July Contest – Books That Break Rules


Northwest Christian Writers’ Association (NCWA) is running a contest in the month of July that is open to everyone, not just NCWA members. Prizes will be awarded at the end of the month to the best entries and randomly chosen entries. Enter to win exciting prizes such as books, coffee (to keep you up on late nights), and other items to be announced. Enter as many times as you want. Be sure to tell your writing friends about our contest.

Freedom in Writing:

Do you enjoy reading books for fun or do you find yourself analyzing the writing merits of the books? Writers are often advised to read books in their genre and also read books on writing. As a new writer I am inspired that most books I read tend to break “writing rules.” It allows me the freedom to learn about writing and decide what guidelines to use or not use in my writing.

Critique groups are great though as a writer you should discern what feedback is helpful for you. For authors such as the Brontes, Jane Austen, and Charles Dickens––were they in a legitimate critique group? Or did they just have family and/or friends look over their writing?

In honor of Independence Day, allow yourself the liberty to write this summer without the restrictions of writing rules. They can be reviewed later in the editing phase.

To Enter Contest:

  1. Leave a comment to this post with your name and email address. Your email address will not be displayed and will only be used to contact winners.
  2. In your comment, name a writing rule, a book that breaks it, and why you think it works.

The following two examples were provided by Dennis Brooke, NCWA Vice President and Webmaster.

Example 1:

The Rule: Novels should be between 75,000 and 125,000 words (STEIN ON WRITING by Sol Stein)

Book That Breaks It: THE PILLARS OF THE EARTH by Ken Follett

Why It Works: He had a following that allowed him to go to his publisher with a longer than normal book. The book was well-written and fascinating. His publisher resisted the book at first because it was so long and different from his typical spy novels.

Example 2:

The Rule: Self-published books do not become bestsellers.

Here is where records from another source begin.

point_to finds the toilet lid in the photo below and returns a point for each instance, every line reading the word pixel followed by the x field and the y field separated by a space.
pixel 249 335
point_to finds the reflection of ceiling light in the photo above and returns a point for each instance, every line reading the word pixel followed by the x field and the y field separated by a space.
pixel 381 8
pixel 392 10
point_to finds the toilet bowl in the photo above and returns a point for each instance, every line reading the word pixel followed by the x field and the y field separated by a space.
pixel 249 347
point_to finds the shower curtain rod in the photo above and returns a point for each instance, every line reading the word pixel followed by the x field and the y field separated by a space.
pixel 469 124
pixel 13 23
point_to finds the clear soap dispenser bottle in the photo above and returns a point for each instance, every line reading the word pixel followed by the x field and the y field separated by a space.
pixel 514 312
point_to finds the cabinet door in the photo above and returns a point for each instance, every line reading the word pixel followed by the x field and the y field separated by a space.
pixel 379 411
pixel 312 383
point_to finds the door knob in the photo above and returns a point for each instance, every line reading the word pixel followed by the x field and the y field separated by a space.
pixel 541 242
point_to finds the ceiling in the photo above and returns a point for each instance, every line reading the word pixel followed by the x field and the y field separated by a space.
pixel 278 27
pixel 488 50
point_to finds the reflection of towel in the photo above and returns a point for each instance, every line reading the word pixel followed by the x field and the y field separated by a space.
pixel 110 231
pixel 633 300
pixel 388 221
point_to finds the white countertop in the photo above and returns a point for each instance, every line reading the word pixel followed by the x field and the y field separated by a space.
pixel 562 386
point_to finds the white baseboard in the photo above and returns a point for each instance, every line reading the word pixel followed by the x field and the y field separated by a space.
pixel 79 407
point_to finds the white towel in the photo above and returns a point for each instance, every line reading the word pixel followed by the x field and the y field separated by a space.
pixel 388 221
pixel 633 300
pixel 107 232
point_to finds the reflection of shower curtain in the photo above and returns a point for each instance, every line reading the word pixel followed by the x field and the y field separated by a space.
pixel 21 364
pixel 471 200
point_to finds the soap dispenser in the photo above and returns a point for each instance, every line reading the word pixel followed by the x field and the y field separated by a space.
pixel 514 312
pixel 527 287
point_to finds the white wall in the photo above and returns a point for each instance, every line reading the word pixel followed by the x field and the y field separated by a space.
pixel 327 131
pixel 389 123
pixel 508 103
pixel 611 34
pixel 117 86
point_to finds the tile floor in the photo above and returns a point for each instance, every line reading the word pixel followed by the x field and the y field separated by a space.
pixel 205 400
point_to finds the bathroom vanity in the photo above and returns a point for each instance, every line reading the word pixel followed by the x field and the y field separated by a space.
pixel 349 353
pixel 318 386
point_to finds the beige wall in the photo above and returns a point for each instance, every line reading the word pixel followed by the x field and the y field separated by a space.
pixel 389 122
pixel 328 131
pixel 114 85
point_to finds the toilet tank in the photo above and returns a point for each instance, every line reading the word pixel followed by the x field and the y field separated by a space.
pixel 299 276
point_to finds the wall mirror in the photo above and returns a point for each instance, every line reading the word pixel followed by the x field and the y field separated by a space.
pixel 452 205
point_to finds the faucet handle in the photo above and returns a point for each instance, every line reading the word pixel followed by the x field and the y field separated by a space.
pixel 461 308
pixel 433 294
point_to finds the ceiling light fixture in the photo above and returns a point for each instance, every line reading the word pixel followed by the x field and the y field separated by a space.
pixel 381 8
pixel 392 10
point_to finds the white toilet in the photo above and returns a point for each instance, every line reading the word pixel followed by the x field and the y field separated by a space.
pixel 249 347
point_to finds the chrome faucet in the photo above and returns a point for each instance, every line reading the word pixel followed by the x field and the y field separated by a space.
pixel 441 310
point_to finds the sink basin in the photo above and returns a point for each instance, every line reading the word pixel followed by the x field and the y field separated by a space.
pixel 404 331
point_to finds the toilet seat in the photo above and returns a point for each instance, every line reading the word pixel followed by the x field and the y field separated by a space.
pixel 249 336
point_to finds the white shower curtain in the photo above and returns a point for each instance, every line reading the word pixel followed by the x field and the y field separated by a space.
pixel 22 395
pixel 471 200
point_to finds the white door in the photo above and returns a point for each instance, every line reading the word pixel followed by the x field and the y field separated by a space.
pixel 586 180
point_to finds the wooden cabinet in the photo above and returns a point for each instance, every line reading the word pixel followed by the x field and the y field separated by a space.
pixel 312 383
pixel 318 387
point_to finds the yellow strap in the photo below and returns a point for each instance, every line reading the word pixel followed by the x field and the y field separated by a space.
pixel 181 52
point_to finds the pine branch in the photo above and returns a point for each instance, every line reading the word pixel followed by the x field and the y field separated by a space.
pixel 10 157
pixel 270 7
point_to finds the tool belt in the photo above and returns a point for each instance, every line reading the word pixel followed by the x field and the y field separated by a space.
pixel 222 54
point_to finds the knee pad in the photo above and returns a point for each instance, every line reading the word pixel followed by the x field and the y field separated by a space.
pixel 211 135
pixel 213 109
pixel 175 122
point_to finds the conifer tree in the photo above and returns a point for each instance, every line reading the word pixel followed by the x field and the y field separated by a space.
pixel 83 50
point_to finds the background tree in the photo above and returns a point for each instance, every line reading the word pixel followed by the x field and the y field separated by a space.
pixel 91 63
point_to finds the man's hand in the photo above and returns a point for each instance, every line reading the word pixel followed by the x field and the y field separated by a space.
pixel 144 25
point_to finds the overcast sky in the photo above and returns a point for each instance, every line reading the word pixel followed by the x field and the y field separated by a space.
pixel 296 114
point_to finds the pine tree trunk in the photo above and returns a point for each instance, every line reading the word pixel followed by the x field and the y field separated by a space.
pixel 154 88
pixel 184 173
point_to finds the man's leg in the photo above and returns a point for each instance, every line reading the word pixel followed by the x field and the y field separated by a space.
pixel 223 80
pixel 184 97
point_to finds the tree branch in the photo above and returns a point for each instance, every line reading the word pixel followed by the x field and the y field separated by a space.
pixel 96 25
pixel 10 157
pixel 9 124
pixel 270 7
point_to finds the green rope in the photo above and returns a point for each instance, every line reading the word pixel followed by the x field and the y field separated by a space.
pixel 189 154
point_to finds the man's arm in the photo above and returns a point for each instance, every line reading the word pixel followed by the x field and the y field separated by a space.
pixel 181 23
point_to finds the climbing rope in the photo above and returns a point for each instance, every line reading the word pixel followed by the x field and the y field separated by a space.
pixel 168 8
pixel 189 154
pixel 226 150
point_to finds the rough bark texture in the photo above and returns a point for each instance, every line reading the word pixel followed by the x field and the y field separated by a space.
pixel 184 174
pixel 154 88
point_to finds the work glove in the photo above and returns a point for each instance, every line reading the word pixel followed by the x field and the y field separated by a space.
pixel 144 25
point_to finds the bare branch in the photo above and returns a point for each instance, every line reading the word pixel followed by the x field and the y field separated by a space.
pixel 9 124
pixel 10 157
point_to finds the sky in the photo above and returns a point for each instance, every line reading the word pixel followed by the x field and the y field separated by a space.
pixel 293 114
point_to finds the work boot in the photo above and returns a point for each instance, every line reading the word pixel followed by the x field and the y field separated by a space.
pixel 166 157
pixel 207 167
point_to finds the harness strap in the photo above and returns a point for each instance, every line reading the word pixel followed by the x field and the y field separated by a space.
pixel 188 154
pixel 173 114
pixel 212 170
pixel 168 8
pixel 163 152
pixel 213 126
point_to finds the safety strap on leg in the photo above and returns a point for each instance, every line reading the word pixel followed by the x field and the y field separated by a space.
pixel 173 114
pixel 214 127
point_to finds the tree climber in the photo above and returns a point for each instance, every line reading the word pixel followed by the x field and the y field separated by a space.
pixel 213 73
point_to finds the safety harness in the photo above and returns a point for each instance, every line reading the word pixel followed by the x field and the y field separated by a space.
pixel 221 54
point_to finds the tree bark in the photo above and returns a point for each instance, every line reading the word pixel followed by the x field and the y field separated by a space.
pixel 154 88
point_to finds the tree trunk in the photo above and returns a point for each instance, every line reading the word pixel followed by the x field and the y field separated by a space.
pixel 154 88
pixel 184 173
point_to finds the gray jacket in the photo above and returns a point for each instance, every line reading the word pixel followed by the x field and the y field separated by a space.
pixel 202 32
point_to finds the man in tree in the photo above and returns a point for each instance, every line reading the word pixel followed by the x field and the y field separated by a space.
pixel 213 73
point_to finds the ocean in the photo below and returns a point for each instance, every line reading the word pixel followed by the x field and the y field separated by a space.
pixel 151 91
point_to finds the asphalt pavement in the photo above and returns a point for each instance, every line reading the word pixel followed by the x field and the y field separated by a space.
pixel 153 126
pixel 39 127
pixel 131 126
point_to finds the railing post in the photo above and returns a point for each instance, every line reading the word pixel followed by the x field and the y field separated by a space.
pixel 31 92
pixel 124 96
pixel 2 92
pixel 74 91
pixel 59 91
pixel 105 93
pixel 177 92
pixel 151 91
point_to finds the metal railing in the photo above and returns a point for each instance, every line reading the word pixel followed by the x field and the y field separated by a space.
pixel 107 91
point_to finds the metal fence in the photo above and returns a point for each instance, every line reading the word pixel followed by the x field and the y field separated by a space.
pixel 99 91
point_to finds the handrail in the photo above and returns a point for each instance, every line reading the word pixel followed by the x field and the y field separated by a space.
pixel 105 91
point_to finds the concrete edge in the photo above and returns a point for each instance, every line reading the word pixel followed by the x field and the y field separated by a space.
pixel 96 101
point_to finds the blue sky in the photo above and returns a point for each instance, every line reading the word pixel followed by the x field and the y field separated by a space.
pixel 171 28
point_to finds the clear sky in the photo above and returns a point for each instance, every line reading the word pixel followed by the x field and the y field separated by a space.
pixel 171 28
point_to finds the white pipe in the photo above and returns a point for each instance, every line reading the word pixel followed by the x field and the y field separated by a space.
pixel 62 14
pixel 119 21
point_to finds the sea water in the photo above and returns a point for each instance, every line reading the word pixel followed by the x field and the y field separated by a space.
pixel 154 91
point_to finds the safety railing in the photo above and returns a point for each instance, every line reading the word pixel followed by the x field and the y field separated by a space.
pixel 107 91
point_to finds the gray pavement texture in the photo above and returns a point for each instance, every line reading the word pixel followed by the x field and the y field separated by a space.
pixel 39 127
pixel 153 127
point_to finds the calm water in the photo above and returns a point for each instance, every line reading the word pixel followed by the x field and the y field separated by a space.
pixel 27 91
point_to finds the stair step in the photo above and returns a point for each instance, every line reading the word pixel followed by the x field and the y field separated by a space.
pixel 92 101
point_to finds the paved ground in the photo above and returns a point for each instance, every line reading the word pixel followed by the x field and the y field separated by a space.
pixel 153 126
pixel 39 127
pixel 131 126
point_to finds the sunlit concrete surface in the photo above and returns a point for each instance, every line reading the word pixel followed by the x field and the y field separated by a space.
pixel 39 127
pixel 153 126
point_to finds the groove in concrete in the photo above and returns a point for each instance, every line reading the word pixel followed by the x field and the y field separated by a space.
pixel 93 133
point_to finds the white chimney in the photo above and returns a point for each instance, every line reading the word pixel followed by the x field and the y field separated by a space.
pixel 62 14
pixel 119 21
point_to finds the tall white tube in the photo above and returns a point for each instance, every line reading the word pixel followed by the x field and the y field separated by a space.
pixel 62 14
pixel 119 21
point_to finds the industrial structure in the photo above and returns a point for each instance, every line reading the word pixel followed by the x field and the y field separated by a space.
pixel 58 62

Book That Breaks It: THE SHACK by William P. Young

Why It Works: Love it or hate it, it was an interesting take on how God relates to us. The author shopped it to many different publishers before giving up and self-publishing.

Good luck in the contest and have fun reading and writing this summer!

Krichelle Groth is an NCWA Co-Blogger and Member since 2009. She is a wife, mom, and author following her passion to write for Christ. She is currently writing a teen fantasy fiction novel. Visit her website at www.krichellegroth.com.


6 thoughts on “July Contest – Books That Break Rules

  1. The Rule: Novels composed only of letters between the characters will not succeed.

    BOOK THAT BREAKS IT: The Guernsey Literary and Potato Peel Pie Society by Mary Ann Shaffer and Annie Barrows

    Why it works: Written in elegant prose and featuring endearing, eccentric characters the story draws the reader into a community living through a little-known historical event.


  2. The Rule: Novels should never address the reader because it will break the fictional “dream.”

    BOOK THAT BREAKS IT: The Tale of Despereaux, by Kate DiCamillo

    Why it works: This charming middle-grade novel about a light-loving mouse gets into pretty scary territory when he has to descend into the castle dungeon. “Dear Reader” comments help frightened children feel like everything will turn out okay in the end.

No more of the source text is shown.